To see more details about this model, view the groupedpaneldatamodels.GroupedFixedEffects documentation.

Grouped Interactive Fixed Effects 

Interactive estimators extend the fixed‑effects ideas with unobserved common factors. Two variants are implemented:

Ando & Bai (2016) – clustering (default)
Su & Ju (2018) – C‑Lasso penalisation

Typical workflow:

model_gife = gpdm.GroupedInteractiveFixedEffects(
    dependent=y,
    exog=x,
    G=3,
    use_bootstrap=False
)
model_gife.fit(max_iter=100, tol=1e-4)
model_gife.summary()

Constructor arguments 

Only the additions relative to the fixed‑effects constructor are shown.

Argument	Type	Default
`model`	`str`	`"ando_bai"`
`R`	`int`	`1`
`GF`	`array`	`[1,…,1]`

Fit‑time options match those in the thesis:

n_boot, max_iter, tol, gife_iterations
kappa and gamma (SCAD penalty, Ando & Bai)
only_bfgs (Su & Ju)

Results are accessed the same way as for the fixed‑effects estimator.

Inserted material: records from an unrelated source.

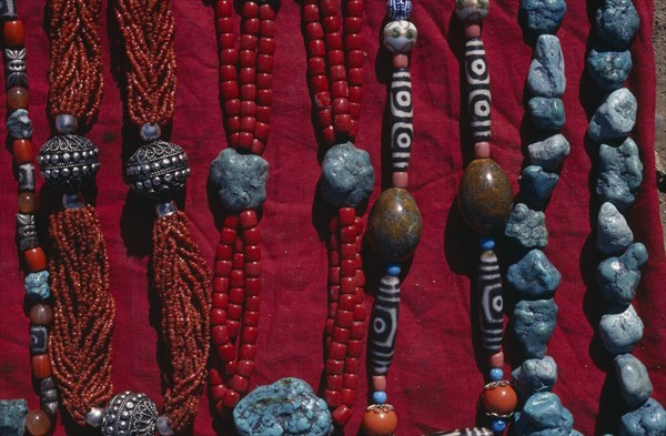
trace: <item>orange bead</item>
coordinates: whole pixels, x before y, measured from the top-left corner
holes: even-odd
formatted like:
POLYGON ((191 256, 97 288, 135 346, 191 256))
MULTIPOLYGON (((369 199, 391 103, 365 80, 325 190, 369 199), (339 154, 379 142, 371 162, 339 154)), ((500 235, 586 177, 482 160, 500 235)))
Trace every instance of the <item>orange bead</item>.
POLYGON ((38 271, 42 271, 47 268, 47 255, 41 247, 34 247, 31 250, 27 250, 24 253, 26 264, 28 265, 28 270, 31 273, 36 273, 38 271))
POLYGON ((23 28, 23 21, 6 21, 2 30, 7 47, 16 48, 26 44, 26 29, 23 28))
POLYGON ((392 406, 370 406, 361 426, 367 436, 392 436, 397 428, 397 415, 392 406))
POLYGON ((492 385, 486 385, 483 394, 481 394, 483 407, 490 414, 497 414, 500 416, 513 414, 518 404, 518 397, 513 387, 511 387, 511 384, 508 382, 500 382, 498 386, 493 387, 492 385))
POLYGON ((33 213, 39 209, 34 192, 21 192, 19 194, 19 212, 33 213))
POLYGON ((51 376, 51 362, 49 356, 40 354, 32 356, 32 376, 37 379, 42 379, 51 376))
POLYGON ((51 428, 51 419, 44 410, 34 409, 26 416, 26 429, 32 436, 44 436, 51 428))
POLYGON ((14 163, 17 165, 32 163, 32 142, 30 142, 30 140, 16 140, 12 143, 12 151, 14 163))

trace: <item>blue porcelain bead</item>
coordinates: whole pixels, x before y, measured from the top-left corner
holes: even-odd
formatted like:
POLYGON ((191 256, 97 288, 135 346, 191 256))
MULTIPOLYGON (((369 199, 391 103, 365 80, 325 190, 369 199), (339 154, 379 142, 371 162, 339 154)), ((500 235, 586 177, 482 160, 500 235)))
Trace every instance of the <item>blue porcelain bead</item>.
POLYGON ((502 378, 504 378, 504 371, 502 371, 502 368, 491 368, 488 372, 488 378, 491 382, 500 382, 502 378))
POLYGON ((46 270, 28 274, 23 285, 26 295, 32 301, 44 301, 51 297, 49 272, 46 270))
POLYGON ((389 262, 386 264, 386 274, 389 274, 392 277, 397 277, 400 275, 400 263, 395 263, 395 262, 389 262))
POLYGON ((480 246, 483 251, 493 250, 495 247, 495 240, 490 236, 482 237, 480 240, 480 246))
POLYGON ((372 394, 372 400, 375 404, 386 404, 386 393, 382 391, 374 392, 372 394))

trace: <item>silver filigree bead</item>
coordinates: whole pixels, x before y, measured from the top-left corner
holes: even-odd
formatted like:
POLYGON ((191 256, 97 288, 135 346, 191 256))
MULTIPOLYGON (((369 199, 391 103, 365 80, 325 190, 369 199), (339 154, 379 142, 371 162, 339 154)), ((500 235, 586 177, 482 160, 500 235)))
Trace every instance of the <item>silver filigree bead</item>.
POLYGON ((47 141, 39 152, 38 162, 47 183, 71 194, 78 193, 94 179, 100 169, 97 146, 74 134, 53 136, 47 141))
POLYGON ((190 175, 188 156, 179 145, 154 141, 141 146, 128 161, 125 181, 137 193, 167 202, 190 175))

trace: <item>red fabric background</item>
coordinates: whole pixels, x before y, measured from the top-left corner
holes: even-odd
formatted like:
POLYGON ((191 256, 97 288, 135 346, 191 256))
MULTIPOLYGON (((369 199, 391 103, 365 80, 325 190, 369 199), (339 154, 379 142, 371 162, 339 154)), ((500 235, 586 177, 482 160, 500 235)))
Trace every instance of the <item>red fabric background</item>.
MULTIPOLYGON (((584 1, 568 1, 568 12, 558 32, 568 81, 563 98, 567 113, 564 134, 572 144, 572 153, 546 211, 549 231, 546 254, 563 274, 556 294, 558 324, 548 346, 548 354, 559 366, 555 392, 574 414, 575 428, 586 435, 615 432, 620 404, 612 358, 595 334, 605 304, 594 282, 599 258, 594 250, 596 206, 591 203, 589 186, 594 181, 597 146, 585 140, 587 119, 601 99, 584 73, 593 3, 596 1, 588 2, 587 7, 584 1)), ((653 154, 653 2, 635 0, 635 3, 643 26, 633 45, 635 67, 628 85, 638 99, 638 122, 633 136, 640 148, 645 175, 628 221, 636 240, 647 245, 650 256, 634 302, 645 323, 644 338, 635 354, 649 369, 654 396, 664 403, 666 258, 653 154)), ((372 201, 381 187, 390 183, 386 153, 390 57, 379 50, 377 37, 384 4, 384 1, 366 2, 363 30, 367 62, 357 145, 371 153, 376 169, 372 201)), ((41 1, 21 1, 19 8, 28 32, 30 113, 34 142, 39 145, 50 134, 46 121, 44 7, 41 1)), ((216 91, 213 10, 208 2, 199 1, 178 1, 173 8, 179 88, 171 139, 190 156, 192 176, 184 209, 191 219, 193 235, 212 264, 220 206, 206 187, 208 168, 225 146, 216 91)), ((506 170, 514 191, 524 160, 522 146, 529 134, 524 123, 523 91, 532 54, 532 45, 523 39, 517 24, 517 8, 518 1, 494 1, 484 23, 494 103, 493 155, 506 170)), ((463 29, 453 9, 451 0, 414 2, 413 21, 420 34, 412 55, 415 140, 410 189, 423 213, 423 237, 402 287, 397 351, 389 375, 387 394, 390 403, 397 408, 400 435, 474 425, 475 403, 484 383, 485 358, 475 346, 478 332, 475 317, 470 316, 471 311, 476 310, 475 298, 471 303, 471 277, 476 270, 477 237, 463 224, 455 207, 462 169, 471 159, 471 140, 465 107, 461 103, 463 29)), ((118 31, 112 10, 105 2, 104 11, 101 36, 105 93, 99 120, 89 138, 100 146, 103 163, 98 175, 97 206, 107 237, 118 307, 113 382, 118 392, 147 392, 159 405, 159 311, 155 298, 147 291, 153 214, 152 207, 129 195, 122 183, 122 160, 134 150, 135 142, 128 133, 128 120, 123 119, 118 80, 122 75, 117 72, 118 31)), ((265 286, 258 371, 252 385, 299 376, 316 388, 323 366, 327 263, 323 231, 329 211, 315 191, 320 163, 311 122, 297 3, 283 2, 278 26, 272 134, 264 155, 271 170, 261 223, 265 286)), ((4 135, 2 123, 0 136, 4 135)), ((26 397, 37 407, 38 397, 30 382, 23 274, 13 243, 17 194, 10 162, 10 152, 3 152, 0 165, 0 397, 26 397)), ((372 254, 366 261, 369 294, 372 294, 382 267, 372 254)), ((371 303, 369 295, 369 306, 371 303)), ((511 335, 505 338, 505 347, 507 363, 515 367, 522 357, 511 335)), ((366 386, 363 377, 360 400, 345 434, 355 434, 359 428, 366 404, 366 386)), ((65 427, 68 430, 59 423, 56 434, 90 433, 77 432, 71 424, 65 427)), ((206 398, 203 398, 194 434, 226 434, 223 428, 218 422, 213 424, 206 398)))

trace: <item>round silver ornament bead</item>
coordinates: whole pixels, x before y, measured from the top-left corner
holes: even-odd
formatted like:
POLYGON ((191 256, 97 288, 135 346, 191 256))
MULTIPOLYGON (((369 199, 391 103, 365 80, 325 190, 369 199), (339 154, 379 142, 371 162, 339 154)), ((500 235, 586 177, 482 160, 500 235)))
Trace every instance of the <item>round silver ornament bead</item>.
POLYGON ((167 202, 190 176, 188 156, 179 145, 153 141, 141 146, 128 161, 127 183, 139 194, 167 202))
POLYGON ((65 134, 47 141, 37 161, 49 185, 63 193, 78 193, 100 169, 98 155, 98 148, 88 139, 65 134))
POLYGON ((145 394, 123 392, 107 405, 102 436, 154 436, 158 410, 145 394))

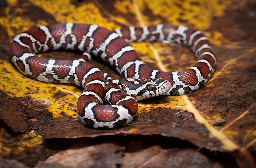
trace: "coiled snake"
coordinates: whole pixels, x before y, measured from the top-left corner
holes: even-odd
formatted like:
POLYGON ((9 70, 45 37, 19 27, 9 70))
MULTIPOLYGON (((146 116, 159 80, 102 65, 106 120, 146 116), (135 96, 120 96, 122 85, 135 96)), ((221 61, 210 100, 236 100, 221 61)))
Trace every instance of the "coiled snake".
POLYGON ((77 111, 84 123, 96 128, 117 128, 130 122, 137 110, 136 100, 183 94, 198 89, 211 77, 216 64, 208 38, 200 31, 182 25, 132 27, 115 32, 95 25, 68 23, 41 26, 16 36, 11 53, 14 64, 29 77, 82 87, 77 111), (127 43, 145 41, 186 46, 194 54, 196 63, 181 72, 152 69, 127 43), (85 52, 84 59, 78 60, 48 60, 35 54, 58 50, 85 52), (114 80, 105 86, 106 80, 110 78, 85 61, 90 58, 88 53, 101 58, 122 77, 128 78, 114 80), (112 105, 102 105, 104 98, 112 105))

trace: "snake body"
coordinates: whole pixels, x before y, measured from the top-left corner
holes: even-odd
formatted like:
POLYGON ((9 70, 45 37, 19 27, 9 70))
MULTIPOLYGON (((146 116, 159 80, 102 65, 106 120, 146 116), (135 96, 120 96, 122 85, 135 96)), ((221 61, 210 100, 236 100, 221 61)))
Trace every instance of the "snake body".
POLYGON ((82 87, 78 112, 83 123, 95 128, 116 128, 130 122, 137 110, 135 99, 195 91, 207 81, 215 68, 214 51, 201 31, 181 25, 158 25, 115 31, 95 25, 71 23, 41 26, 15 37, 11 47, 12 61, 21 73, 30 77, 82 87), (197 62, 181 72, 152 69, 127 43, 145 41, 175 42, 187 46, 194 54, 197 62), (83 59, 48 60, 35 54, 58 50, 86 52, 87 59, 90 56, 87 53, 93 54, 111 65, 122 77, 128 79, 114 80, 106 87, 104 74, 83 59), (104 98, 107 103, 112 105, 102 105, 104 98))

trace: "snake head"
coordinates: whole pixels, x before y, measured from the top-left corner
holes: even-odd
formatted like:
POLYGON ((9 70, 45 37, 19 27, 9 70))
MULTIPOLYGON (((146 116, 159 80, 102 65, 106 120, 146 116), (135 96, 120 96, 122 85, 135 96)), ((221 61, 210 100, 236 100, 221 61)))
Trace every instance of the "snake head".
POLYGON ((168 81, 161 78, 126 80, 127 82, 122 84, 123 90, 136 100, 164 95, 172 86, 168 81))

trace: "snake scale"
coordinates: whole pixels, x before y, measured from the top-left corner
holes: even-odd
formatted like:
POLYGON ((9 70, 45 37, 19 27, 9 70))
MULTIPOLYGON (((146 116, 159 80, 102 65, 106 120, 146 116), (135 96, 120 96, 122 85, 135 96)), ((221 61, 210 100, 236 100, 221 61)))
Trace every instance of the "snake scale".
POLYGON ((131 122, 137 110, 136 100, 197 90, 210 79, 216 65, 214 52, 202 31, 182 25, 162 24, 115 31, 95 25, 72 23, 41 26, 17 35, 11 54, 14 65, 29 77, 82 87, 77 111, 84 124, 95 128, 118 128, 131 122), (128 43, 143 41, 186 46, 194 54, 196 62, 181 72, 152 69, 128 43), (59 50, 81 52, 84 57, 57 60, 36 54, 59 50), (90 59, 91 54, 108 63, 124 79, 110 81, 106 74, 85 61, 90 59), (109 82, 106 86, 106 81, 109 82), (102 105, 104 99, 108 105, 102 105))

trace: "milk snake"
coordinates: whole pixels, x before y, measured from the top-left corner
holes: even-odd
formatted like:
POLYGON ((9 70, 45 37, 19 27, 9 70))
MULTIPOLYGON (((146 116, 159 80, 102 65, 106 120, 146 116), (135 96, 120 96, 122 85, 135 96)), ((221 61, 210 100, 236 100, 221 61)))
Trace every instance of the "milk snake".
POLYGON ((71 23, 41 26, 14 38, 11 49, 12 61, 21 73, 30 77, 82 87, 77 111, 84 124, 96 128, 117 128, 131 121, 138 105, 131 94, 139 94, 140 97, 135 98, 140 100, 163 94, 189 93, 207 82, 215 69, 214 52, 201 31, 182 25, 158 25, 115 31, 95 25, 71 23), (135 41, 182 44, 193 52, 196 63, 181 72, 152 69, 127 43, 135 41), (90 58, 88 53, 92 54, 112 66, 122 77, 144 79, 114 80, 105 87, 105 77, 108 77, 84 59, 48 60, 35 54, 59 50, 85 52, 85 60, 90 58), (105 92, 106 102, 113 105, 101 105, 105 92))

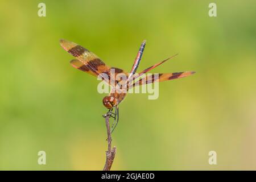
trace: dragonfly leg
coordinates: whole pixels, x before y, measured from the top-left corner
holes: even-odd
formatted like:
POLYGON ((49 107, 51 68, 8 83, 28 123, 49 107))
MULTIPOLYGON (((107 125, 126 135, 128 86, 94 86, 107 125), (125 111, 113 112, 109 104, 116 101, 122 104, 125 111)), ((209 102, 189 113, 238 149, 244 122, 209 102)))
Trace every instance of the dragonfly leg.
POLYGON ((119 120, 119 110, 118 107, 116 106, 115 107, 115 114, 114 114, 114 120, 112 124, 112 126, 111 127, 111 133, 112 133, 114 131, 114 130, 117 127, 117 124, 118 123, 118 120, 119 120))

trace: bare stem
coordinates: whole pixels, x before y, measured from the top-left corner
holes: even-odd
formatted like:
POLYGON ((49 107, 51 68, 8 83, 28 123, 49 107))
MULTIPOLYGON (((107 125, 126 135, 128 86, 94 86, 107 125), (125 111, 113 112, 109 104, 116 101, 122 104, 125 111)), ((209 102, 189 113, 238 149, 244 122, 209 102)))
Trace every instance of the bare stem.
POLYGON ((110 128, 109 127, 109 115, 106 114, 103 115, 103 117, 105 118, 108 133, 108 151, 106 151, 106 162, 103 171, 110 171, 113 162, 114 162, 117 148, 115 146, 114 146, 113 148, 111 148, 112 139, 111 138, 110 128))

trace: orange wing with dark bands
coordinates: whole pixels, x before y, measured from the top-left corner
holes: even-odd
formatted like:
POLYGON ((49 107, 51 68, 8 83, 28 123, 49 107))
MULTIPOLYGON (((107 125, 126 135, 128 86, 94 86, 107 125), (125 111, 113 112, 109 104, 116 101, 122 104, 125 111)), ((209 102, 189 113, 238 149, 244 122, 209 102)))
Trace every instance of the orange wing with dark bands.
MULTIPOLYGON (((60 43, 65 50, 76 58, 70 62, 75 68, 96 77, 101 73, 105 73, 108 76, 109 84, 110 69, 115 69, 115 77, 117 74, 120 73, 128 75, 127 73, 121 69, 108 67, 94 53, 77 44, 63 39, 60 40, 60 43)), ((118 81, 116 81, 115 84, 118 82, 118 81)))
POLYGON ((133 86, 130 87, 129 89, 133 86, 150 84, 155 81, 160 82, 183 78, 193 75, 195 73, 195 72, 184 72, 172 73, 158 73, 156 75, 152 74, 152 75, 148 75, 144 78, 141 78, 138 81, 134 83, 133 86))

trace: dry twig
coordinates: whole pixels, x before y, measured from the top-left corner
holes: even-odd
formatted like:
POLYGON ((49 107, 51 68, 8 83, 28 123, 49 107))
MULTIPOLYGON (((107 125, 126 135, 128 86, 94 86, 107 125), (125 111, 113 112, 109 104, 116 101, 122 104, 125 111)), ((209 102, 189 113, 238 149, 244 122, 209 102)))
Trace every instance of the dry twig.
POLYGON ((110 128, 109 127, 109 115, 108 114, 106 114, 104 115, 103 117, 105 118, 108 133, 108 151, 106 151, 106 162, 103 171, 110 171, 113 162, 114 162, 117 148, 115 146, 114 146, 113 148, 111 148, 112 139, 111 138, 110 128))

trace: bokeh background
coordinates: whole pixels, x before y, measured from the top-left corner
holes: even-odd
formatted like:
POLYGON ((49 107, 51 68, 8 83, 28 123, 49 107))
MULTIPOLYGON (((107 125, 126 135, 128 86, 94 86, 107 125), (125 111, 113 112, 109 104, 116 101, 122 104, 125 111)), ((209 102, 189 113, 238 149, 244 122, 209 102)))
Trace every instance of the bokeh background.
POLYGON ((210 18, 210 2, 1 1, 0 169, 103 168, 105 95, 71 67, 61 38, 127 71, 146 39, 139 71, 179 53, 152 73, 196 71, 160 83, 156 100, 120 105, 113 169, 256 169, 256 3, 214 1, 210 18))

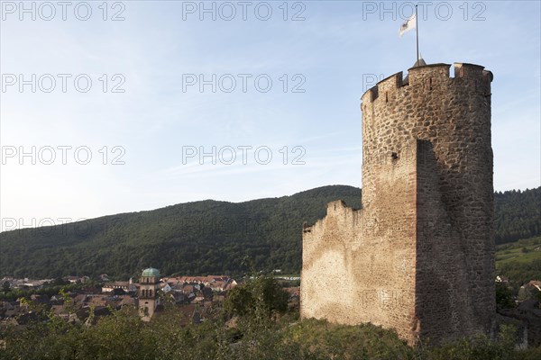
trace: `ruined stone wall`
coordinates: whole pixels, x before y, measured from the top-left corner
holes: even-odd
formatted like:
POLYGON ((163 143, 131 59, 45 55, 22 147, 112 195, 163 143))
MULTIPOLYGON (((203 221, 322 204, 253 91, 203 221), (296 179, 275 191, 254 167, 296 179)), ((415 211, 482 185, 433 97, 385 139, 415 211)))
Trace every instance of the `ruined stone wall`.
POLYGON ((491 73, 455 64, 452 77, 449 67, 413 68, 407 78, 398 73, 363 94, 362 210, 352 212, 354 223, 329 212, 305 230, 303 317, 371 321, 408 339, 489 329, 495 312, 491 73), (331 253, 343 261, 329 269, 331 253), (346 281, 353 288, 392 284, 411 297, 391 315, 343 306, 357 301, 356 289, 343 290, 341 299, 314 295, 314 276, 329 284, 338 274, 354 278, 346 281))
POLYGON ((413 341, 415 147, 400 157, 380 164, 372 180, 381 195, 371 209, 353 211, 334 202, 326 218, 304 230, 303 317, 371 322, 413 341))

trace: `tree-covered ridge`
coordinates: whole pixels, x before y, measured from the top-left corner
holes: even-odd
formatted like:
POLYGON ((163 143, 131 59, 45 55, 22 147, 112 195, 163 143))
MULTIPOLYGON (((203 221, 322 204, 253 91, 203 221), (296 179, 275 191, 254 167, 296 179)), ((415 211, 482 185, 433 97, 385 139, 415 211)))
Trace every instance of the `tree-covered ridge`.
POLYGON ((541 187, 494 194, 496 244, 541 235, 541 187))
POLYGON ((163 274, 229 274, 245 269, 298 273, 303 221, 323 218, 326 203, 361 205, 361 189, 334 185, 291 196, 233 203, 212 200, 79 223, 0 234, 0 276, 67 274, 127 278, 151 265, 163 274))
MULTIPOLYGON (((342 199, 361 206, 361 189, 324 186, 291 196, 245 202, 212 200, 78 223, 0 234, 0 276, 137 276, 152 266, 163 274, 243 273, 246 258, 261 270, 301 268, 304 221, 325 216, 342 199)), ((541 187, 495 194, 498 243, 541 235, 541 187)))

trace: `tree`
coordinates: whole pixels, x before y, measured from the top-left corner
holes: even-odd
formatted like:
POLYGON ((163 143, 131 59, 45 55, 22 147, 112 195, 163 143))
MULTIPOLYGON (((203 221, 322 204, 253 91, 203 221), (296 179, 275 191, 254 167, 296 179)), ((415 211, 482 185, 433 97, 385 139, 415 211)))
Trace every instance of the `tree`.
POLYGON ((232 289, 224 303, 229 314, 246 315, 256 310, 267 316, 288 310, 289 294, 270 276, 261 275, 232 289))
POLYGON ((505 284, 496 283, 496 305, 500 309, 510 309, 515 307, 513 292, 505 284))

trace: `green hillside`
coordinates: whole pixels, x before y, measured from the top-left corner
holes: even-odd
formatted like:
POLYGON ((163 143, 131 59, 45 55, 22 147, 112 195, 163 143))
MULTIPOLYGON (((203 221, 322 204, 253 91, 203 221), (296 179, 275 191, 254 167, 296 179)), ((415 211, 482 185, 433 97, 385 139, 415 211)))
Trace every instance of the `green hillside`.
POLYGON ((69 226, 0 234, 0 276, 56 277, 106 273, 128 277, 152 266, 163 274, 298 273, 303 221, 343 199, 359 208, 361 189, 325 186, 280 198, 212 200, 106 216, 69 226))
MULTIPOLYGON (((106 273, 127 278, 152 266, 164 274, 228 274, 301 268, 302 223, 326 203, 361 205, 361 189, 334 185, 233 203, 206 200, 79 223, 0 234, 0 277, 106 273)), ((495 194, 497 243, 541 235, 541 187, 495 194)))
POLYGON ((496 269, 518 285, 541 280, 541 237, 498 245, 496 269))

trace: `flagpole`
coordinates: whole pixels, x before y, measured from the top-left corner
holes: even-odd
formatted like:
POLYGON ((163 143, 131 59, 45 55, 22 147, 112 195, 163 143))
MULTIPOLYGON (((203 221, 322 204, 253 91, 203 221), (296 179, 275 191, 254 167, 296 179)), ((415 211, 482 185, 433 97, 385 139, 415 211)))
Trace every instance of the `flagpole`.
POLYGON ((419 20, 418 20, 418 16, 417 14, 417 5, 415 5, 415 32, 417 33, 417 58, 416 60, 416 65, 417 62, 419 60, 419 20))

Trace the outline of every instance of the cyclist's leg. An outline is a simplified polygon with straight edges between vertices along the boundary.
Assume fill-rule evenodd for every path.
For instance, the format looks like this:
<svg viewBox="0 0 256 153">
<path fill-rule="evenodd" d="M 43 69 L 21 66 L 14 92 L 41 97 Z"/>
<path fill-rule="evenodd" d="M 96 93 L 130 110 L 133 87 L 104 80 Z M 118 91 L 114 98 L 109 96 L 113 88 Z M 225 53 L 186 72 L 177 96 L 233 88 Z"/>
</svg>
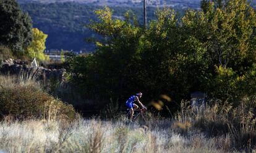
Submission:
<svg viewBox="0 0 256 153">
<path fill-rule="evenodd" d="M 130 112 L 130 117 L 129 120 L 130 121 L 132 121 L 132 116 L 134 115 L 134 109 L 133 109 L 133 105 L 132 102 L 126 102 L 126 106 L 129 109 L 129 112 Z"/>
<path fill-rule="evenodd" d="M 136 105 L 135 104 L 133 104 L 132 106 L 133 106 L 134 110 L 136 110 L 139 108 L 139 106 Z"/>
</svg>

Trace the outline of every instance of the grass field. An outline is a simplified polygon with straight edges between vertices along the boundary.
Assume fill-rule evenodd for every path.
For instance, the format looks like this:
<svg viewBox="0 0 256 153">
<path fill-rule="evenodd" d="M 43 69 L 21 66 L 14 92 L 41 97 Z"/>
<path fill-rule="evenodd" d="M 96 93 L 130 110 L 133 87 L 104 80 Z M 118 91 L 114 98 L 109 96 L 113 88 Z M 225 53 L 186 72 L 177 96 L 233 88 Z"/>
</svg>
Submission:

To see more details about this model, view the groupedpaneldatamodels.GroupedInteractiveFixedEffects documentation.

Information‑criterion model search 

Use grid_search_by_ic to choose G (or any other hyper‑parameter) automatically:

best_model, best_ic = gpdm.grid_search_by_ic(
    gpdm.GroupedFixedEffects,
    param_ranges={"G": [2, 3, 4, 5, 6]},
    init_params={"dependent": y, "exog": x},
    fit_params={"max_iter": 100},
    ic_criterion="BIC"
)

The helper tests every candidate, computes the requested criterion (BIC, AIC or HQIC) and returns the best‑scoring fitted model. Generally, it it preferred to use the BIC criterion, as it has shown to be the most reliable in practice (as it is the best at selecting the true number of groups in simulations).

To see more details about this function, view the groupedpaneldatamodels.grid_search_by_ic() documentation.

Advanced configuration 

Bootstrap control, pass use_bootstrap=True to the constructor and n_boot=500 (plus boot_n_jobs=-1 for parallelisation) in fit for high‑precision inference.
Reproducibility, provide random_state=42 to seed all stochastic components including bootstrap resampling.
Silent mode, set hide_progressbar=True to suppress progress bars and disable_analytical_se=True when only bootstrap SEs are needed.
Prediction & diagnostics, after fitting, you can inspect residuals via model.resid.